”Quando 50 jovens são assassinados simplesmente porque ousaram amar pessoas do mesmo sexo, o apodrecimento de nossa sociedade exala um cheiro forte”
A história da minha homossexualidade é a história das mulheres que amei. Desde os 16 anos, amei muitas e a todas elas entreguei o que, na época, havia de melhor em mim. Que meu amor seja considerado errado, equivocado, pecaminoso, proibido etc etc etc é um conceito tão absurdamente bizarro e cruel que é apenas natural que, num futuro, havendo um futuro, a homofobia seja vista como hoje vemos os romanos que aplaudiam cristãos sendo devorados por leões.
Quando 50 jovens são assassinados simplesmente porque ousaram amar pessoas do mesmo sexo, e sair num sábado à noite para celebrar esse amor, o apodrecimento de nossa sociedade exala um cheiro forte, e ficamos com a sensação de que a raça humana está em estado terminal.
Não sei quem eram os rapazes e as moças que foram covardemente assassinados em uma boate de Orlando no dia 11 de junho, mas sei que eu era um deles. Eu, que amo pessoas do mesmo sexo, que não consigo entender como amar pode ser errado, que só me entendo como ser humano se puder me entregar à alma e ao corpo de outra mulher, que seria apenas um verme se me privasse de amar quem nasci para amar.

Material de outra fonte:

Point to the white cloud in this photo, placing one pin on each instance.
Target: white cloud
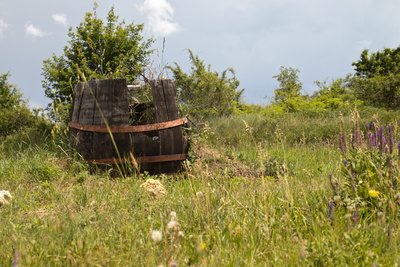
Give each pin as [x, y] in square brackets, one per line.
[159, 13]
[33, 31]
[60, 18]
[3, 26]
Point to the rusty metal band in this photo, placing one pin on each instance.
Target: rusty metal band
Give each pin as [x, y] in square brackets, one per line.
[141, 160]
[129, 129]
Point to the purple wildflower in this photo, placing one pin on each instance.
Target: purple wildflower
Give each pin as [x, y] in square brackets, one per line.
[342, 143]
[391, 140]
[355, 216]
[14, 264]
[332, 184]
[390, 167]
[331, 206]
[398, 148]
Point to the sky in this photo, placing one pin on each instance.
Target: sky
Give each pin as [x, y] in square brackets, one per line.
[320, 38]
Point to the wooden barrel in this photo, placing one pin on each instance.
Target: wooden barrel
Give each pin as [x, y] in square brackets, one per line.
[100, 130]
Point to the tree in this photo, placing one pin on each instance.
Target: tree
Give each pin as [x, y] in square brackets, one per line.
[204, 92]
[14, 113]
[98, 50]
[335, 95]
[377, 78]
[288, 94]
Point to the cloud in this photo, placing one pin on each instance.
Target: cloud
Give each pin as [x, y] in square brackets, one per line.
[3, 26]
[60, 18]
[33, 31]
[159, 13]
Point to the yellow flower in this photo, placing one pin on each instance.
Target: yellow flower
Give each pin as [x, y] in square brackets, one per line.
[373, 193]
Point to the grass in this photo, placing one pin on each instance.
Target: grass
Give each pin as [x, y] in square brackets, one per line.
[244, 202]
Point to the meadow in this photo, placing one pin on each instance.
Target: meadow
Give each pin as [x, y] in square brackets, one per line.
[257, 191]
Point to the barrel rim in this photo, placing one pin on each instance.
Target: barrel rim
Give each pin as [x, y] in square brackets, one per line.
[129, 129]
[141, 160]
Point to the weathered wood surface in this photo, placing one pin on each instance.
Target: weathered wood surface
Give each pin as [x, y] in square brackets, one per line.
[111, 106]
[171, 140]
[101, 101]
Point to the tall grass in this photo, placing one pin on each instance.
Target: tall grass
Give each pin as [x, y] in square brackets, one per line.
[231, 212]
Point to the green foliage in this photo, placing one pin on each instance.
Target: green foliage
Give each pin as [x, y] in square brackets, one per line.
[377, 78]
[206, 93]
[210, 217]
[98, 50]
[14, 113]
[288, 94]
[335, 96]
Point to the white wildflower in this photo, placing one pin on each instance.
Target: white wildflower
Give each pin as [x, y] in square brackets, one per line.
[154, 187]
[156, 235]
[173, 225]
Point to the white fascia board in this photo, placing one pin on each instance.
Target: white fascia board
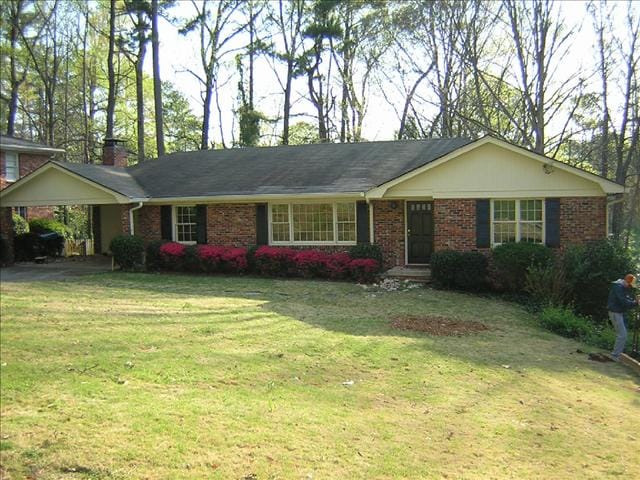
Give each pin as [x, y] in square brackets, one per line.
[24, 149]
[118, 197]
[255, 198]
[607, 186]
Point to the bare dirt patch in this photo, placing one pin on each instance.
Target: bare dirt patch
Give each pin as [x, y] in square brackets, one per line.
[439, 326]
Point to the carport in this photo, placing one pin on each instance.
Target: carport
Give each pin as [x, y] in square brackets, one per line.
[111, 192]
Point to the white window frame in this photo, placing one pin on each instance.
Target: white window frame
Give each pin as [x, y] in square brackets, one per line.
[334, 206]
[174, 221]
[518, 221]
[15, 167]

Cada um daqueles 50 jovens era um desses seres humanos que teve a coragem de se tornar quem nasceu para ser. Jovens cuja versão adulta poderia fazer alguma diferença nesse mundo que às vezes pode ser tão cruel e desumano. Mas eles não estão mais aqui. E com eles um pedaço de todos nós foi embora. Enquanto nos percebermos separados uns dos outros, e da natureza, não nos importaremos em sermos dominados, controlados, observados, dizimados, mutilados, podados. “Não é sinal de saúde estar bem adaptado a uma sociedade doente”, escreveu o indiano Jiddu Krishnamurti. De fato não é.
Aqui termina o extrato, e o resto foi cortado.